To modern generations, Errol Flynn, if they have heard of him at all, would have to be of passing interest at best, and this movie about his last love affair with Beverly Aadland must seem an odd little movie. Dakota Fanning may even be of more interest. Possibly they would also be put off by the age difference between Errol and Beverly - he was pushing 50 and she was 15.
However for those of us who were alive when Flynn was still making films, and were interested enough to read any of the books about the guy, this movie is close to fascinating.
With some knowledge of his life, you have to appreciate all the little touches seeded throughout the film. One was the way the relationship with Beverly starts with Flynn trying his well-practiced technique of seducing women by discussing with a co-conspirator in front of them how perfect they would be for a part in an upcoming production.

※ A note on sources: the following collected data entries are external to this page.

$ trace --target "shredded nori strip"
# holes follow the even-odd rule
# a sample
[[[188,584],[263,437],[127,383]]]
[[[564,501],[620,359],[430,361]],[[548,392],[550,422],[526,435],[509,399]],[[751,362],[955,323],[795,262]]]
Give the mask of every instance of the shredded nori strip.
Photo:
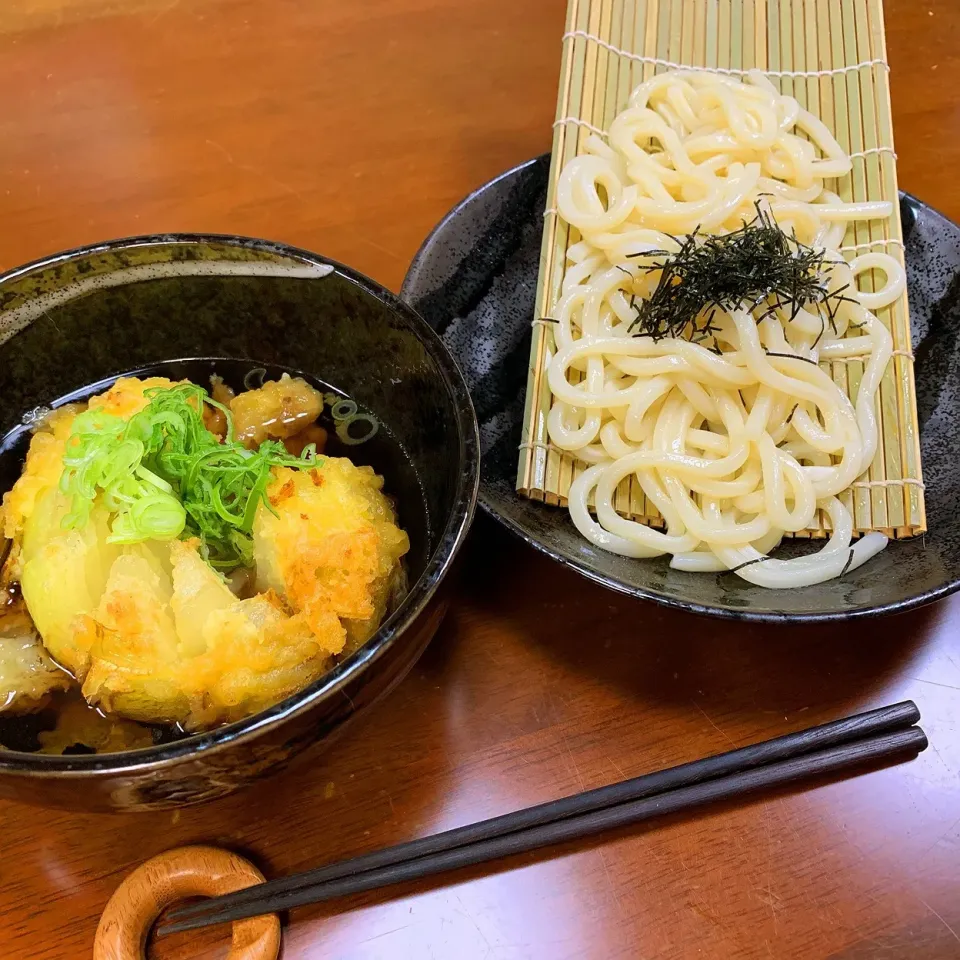
[[[804,363],[812,363],[814,366],[817,365],[816,360],[811,360],[809,357],[798,357],[795,353],[776,353],[773,350],[765,351],[768,357],[786,357],[788,360],[802,360]]]
[[[830,318],[830,323],[833,324],[833,318]],[[833,331],[836,333],[837,327],[836,324],[833,324]],[[820,318],[820,332],[817,334],[817,339],[813,341],[813,345],[810,347],[811,350],[817,349],[817,344],[820,342],[823,335],[827,332],[827,325],[824,322],[823,317]]]
[[[744,560],[743,563],[738,563],[735,567],[730,567],[727,570],[727,573],[736,573],[738,570],[742,570],[744,567],[749,567],[751,563],[763,563],[764,560],[769,560],[767,556],[763,557],[754,557],[752,560]]]
[[[840,571],[840,576],[837,577],[838,580],[843,579],[843,575],[850,569],[851,563],[853,563],[853,547],[850,548],[850,556],[847,557],[847,562],[843,565],[843,569]]]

However, after taking advantage of her in a somewhat disturbing scene, his feelings for her go beyond a quick conquest and they become involved in an oddly-matched and dangerous relationship.
Much of the movie is told from the viewpoint of Beverly's mother, Florence, played by Susan Sarandon, who comes across as the stage mother from hell.
Rather than being overshadowed by Kline, it's Dakota Fanning's movie too. She underplays while projecting naïveté on the one hand, and worldliness beyond her years on the other. The last part of the movie shows the effect her unwanted celebrity has on her stability, while Florence actually revels in it.
The film has been criticised, scathingly by some reviewers, not only for skimpy production values, but also for sanitising the relationship, and for not taking more of a moral stance over the underage aspect. However, I do feel we are made aware of the situation throughout the film, and it doesn't ever really get a seal of approval.
Nevertheless, according to Roland Fisher, Beverly Aadland's husband of 40 years, she admitted to loving Errol Flynn until the day she died (in 2010).
Knowing a fair bit about the subject probably has a lot to do with whether or not you will appreciate this film - I for one found it totally absorbing.